Gratis-Ganztagsschule in Wien: Neos lehnen eigenen Antrag ab

Gratis-Ganztagsschule in Wien: Neos lehnen eigenen Antrag ab
Als Teil der rot-pinken "Fortschrittskoalition" haben sich bei den Wiener Neos offenbar gewisse Standpunkte geändert.

Die Neos werden am Donnerstag im Wiener Gemeinderat de facto gegen sich selbst stimmen. Die ÖVP wird einen Beschlussantrag einbringen, den die Pinken im Juni 2020 selbst gestellt hatten – und zwar wortident. Darin geht es um die Gleichstellung verschränkter und offener Ganztagsschulen.

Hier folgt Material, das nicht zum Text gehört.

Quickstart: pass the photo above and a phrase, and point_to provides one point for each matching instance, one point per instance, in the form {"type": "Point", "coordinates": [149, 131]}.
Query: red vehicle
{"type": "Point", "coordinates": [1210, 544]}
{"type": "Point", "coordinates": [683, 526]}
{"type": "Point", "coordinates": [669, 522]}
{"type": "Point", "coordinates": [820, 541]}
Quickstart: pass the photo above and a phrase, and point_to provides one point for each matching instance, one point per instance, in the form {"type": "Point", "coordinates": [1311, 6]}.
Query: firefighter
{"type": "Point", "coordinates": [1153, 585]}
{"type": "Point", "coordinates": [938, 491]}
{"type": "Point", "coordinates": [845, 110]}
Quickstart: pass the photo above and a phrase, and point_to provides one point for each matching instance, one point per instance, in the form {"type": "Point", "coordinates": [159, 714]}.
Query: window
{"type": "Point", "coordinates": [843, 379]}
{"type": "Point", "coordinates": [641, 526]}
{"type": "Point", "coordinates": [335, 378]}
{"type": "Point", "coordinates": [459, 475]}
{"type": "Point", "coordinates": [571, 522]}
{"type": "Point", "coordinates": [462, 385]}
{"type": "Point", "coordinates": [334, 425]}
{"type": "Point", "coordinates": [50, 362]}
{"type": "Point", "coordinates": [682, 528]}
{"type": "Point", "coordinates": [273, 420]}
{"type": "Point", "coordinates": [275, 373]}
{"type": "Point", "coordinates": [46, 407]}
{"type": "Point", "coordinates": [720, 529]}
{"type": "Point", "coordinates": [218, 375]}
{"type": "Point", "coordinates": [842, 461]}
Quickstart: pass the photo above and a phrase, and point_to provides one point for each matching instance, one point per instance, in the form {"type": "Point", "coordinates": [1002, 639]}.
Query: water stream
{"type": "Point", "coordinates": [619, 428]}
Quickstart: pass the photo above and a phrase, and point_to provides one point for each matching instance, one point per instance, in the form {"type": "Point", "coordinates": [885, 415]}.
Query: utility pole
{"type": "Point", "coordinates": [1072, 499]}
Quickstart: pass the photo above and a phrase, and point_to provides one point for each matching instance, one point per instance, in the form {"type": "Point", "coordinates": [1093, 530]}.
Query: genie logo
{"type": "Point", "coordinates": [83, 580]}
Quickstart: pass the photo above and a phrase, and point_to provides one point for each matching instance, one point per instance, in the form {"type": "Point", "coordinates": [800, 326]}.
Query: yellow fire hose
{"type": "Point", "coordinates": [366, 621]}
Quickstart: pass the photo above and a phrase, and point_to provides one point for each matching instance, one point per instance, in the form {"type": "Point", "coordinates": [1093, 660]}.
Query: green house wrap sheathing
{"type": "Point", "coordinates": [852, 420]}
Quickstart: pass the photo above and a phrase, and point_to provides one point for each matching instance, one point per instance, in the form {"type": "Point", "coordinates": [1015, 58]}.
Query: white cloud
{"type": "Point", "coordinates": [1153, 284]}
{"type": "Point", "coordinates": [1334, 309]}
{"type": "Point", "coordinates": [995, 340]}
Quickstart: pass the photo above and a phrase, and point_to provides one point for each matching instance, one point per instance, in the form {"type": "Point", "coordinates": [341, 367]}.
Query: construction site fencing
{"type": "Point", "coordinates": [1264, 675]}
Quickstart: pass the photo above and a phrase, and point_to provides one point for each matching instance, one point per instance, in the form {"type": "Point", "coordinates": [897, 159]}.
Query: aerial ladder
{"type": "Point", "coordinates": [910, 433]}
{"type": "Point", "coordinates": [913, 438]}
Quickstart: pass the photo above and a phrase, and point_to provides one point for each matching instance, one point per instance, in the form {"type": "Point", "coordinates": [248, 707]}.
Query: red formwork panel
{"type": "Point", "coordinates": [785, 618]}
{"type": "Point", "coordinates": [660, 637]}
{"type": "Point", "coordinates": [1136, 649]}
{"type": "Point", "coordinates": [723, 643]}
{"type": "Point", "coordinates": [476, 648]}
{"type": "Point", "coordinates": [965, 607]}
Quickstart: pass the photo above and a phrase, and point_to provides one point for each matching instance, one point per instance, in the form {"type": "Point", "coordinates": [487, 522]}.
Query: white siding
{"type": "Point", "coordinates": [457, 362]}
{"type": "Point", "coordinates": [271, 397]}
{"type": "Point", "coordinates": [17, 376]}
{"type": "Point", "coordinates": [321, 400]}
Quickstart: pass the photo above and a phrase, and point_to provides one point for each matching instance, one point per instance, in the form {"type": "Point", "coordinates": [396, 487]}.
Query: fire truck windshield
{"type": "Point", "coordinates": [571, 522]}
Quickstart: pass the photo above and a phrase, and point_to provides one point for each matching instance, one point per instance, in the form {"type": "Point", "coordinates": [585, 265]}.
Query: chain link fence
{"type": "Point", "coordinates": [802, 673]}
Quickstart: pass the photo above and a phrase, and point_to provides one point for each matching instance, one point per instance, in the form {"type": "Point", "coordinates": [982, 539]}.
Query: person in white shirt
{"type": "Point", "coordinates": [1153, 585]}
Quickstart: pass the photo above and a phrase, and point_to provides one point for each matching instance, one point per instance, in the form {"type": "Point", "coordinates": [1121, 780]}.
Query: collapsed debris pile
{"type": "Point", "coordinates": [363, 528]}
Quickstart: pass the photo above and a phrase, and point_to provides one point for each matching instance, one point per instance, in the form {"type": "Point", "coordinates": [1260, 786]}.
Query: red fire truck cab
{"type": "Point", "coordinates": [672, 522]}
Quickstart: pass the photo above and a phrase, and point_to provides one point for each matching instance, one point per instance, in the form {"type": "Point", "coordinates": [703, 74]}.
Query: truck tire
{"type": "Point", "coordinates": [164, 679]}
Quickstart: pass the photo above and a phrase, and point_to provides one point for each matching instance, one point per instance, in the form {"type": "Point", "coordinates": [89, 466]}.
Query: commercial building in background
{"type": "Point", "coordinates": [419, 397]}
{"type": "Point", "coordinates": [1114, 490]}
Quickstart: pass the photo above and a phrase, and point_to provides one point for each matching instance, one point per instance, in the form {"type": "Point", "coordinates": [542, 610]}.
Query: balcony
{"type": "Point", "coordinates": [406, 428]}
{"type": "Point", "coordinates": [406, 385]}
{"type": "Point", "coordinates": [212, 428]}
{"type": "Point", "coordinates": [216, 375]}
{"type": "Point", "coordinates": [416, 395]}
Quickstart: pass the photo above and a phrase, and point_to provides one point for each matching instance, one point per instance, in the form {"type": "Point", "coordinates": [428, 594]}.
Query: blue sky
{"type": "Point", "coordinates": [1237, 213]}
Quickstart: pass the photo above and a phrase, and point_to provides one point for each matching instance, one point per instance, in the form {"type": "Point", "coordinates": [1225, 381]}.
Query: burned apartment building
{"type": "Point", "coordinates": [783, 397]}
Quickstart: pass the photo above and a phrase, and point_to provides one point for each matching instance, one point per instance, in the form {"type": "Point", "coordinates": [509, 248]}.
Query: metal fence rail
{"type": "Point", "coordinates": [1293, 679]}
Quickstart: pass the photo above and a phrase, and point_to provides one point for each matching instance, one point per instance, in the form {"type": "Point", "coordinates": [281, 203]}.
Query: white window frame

Die verschränkte Form,  das Wunschmodell der Wiener SPÖ, ist in Wien seit Herbst gratis. Dabei wechseln sich Unterricht und Freizeit ab, Kinder müssen dafür bis zum Schulende in der Schule bleiben. Bei der offenen Form können Eltern tageweise entscheiden, ob sie ihre Kinder nach dem Unterricht in die Nachmittagsbetreuung geben. Diese Variante kostet aber weiterhin bis zu 2.500 Euro pro Jahr und Kind. 

Und das wollten die Neos ändern: "Die Bevorzugung der verschränkten Ganztagsschulen widerspricht jedem Anspruch auf Gleichbehandlung", urteilten sie noch im Juni. Dieser Umstand setze 18.000 Kinder und Eltern "einer massiven Benachteiligung" aus. Zum Vergleich: Im Schuljahr 2019/20 besuchten rund 17.000 Kinder eine verschränkte Ganztagsschule.

"Polemik auf Landesebene"

Der abgelehnte Antrag wird nun zum Bumerang für Bildungsstadtrat Christoph Wiederkehr. Harald Zierfuß, Bildungssprecher der ÖVP, sagt gegenüber dem KURIER: "Die Neos hätten jetzt die Chance diese Ungerechtigkeit wirklich abzustellen. Jetzt, nach der Wahl, vergessen sie aber leider häufig ihre Position."

Gratis-Ganztagsschule in Wien: Neos lehnen eigenen Antrag ab

Bildungssprecher Harald Zierfuß, Elternvertreterin Isabella Strnad, Wiener Landesschulsprecherin Sevgi Dogan

Die Pinken werden dem neu eingebrachten Antrag nicht zustimmen, bestätigt das Büro von Wiederkehr dem KURIER: "Es steht der Opposition frei, Polemik auf Landesebene zu betreiben, während die eigene Bundesregierung bei Bildungsausgaben ständig auf der Bremse steht." Grundsätzlich sei das Modell der "Gratis-Ganztagsschule" von der Vorgänger-Regierung beschlossen worden und "ein erster wichtiger Schritt hin zu Chancengerechtigkeit". Zudem werde "intensiv geprüft, inwieweit die kostenlose Betreuung auch auf andere Schulformen erweitert werden kann".

Zierfuß, der im Gemeinderat zumindest auf die Stimmen der FPÖ zählen kann, möchte das so nicht stehen lassen: "Es ist komplett ungerecht, Eltern de facto tausende Euro Strafe zahlen zu lassen, nur weil sie sich gegen das SPÖ-Wunschmodell der verschränkten Ganztagsschule entscheiden." Die türkise Stadträtin Bernadette Arnoldner fügt hinzu: "Die Stadtregierung fährt einfach über die Eltern drüber."

Und die Eltern? Elternvertreter haben eine Petition mit bisher rund 4.100 Unterschriften für die „finanzielle Gleichstellung aller ganztagsgeführten Schulen in Wien“ gestartet, unterstützt von Volksanwalt Walter Rosenkranz.

Ist Ganztagsschule sozial treffsicher?

Im rot-pinken Koalitionsprogramm steht, dass das Wiener Schulsystem pro Jahr um zehn weitere verschränkte Ganztagsschulen erweitert werden soll. Das entspreche jährlich "6.000 neuen Gratis-Betreuungsplätzen", so die Wiener Neos.

Offen ist, ob Ganztagsschulen sozial Benachteiligten überhaupt helfen – wie oft behauptet. Der Rechnungshof stellte in einem Bericht 2018 fest, dass Schüler aus benachteiligten Gruppen "seltener die Angebote der  schulischen Tagesbetreuung" wahrnehmen. Künftig sollen jedenfalls soziökonomische Kriterien für die Aufnahme in Ganztagsschulen berücksichtigt werden, das sei im Regierungsprogramm vereinbart, stellen die Neos auf KURIER-Anfrage fest.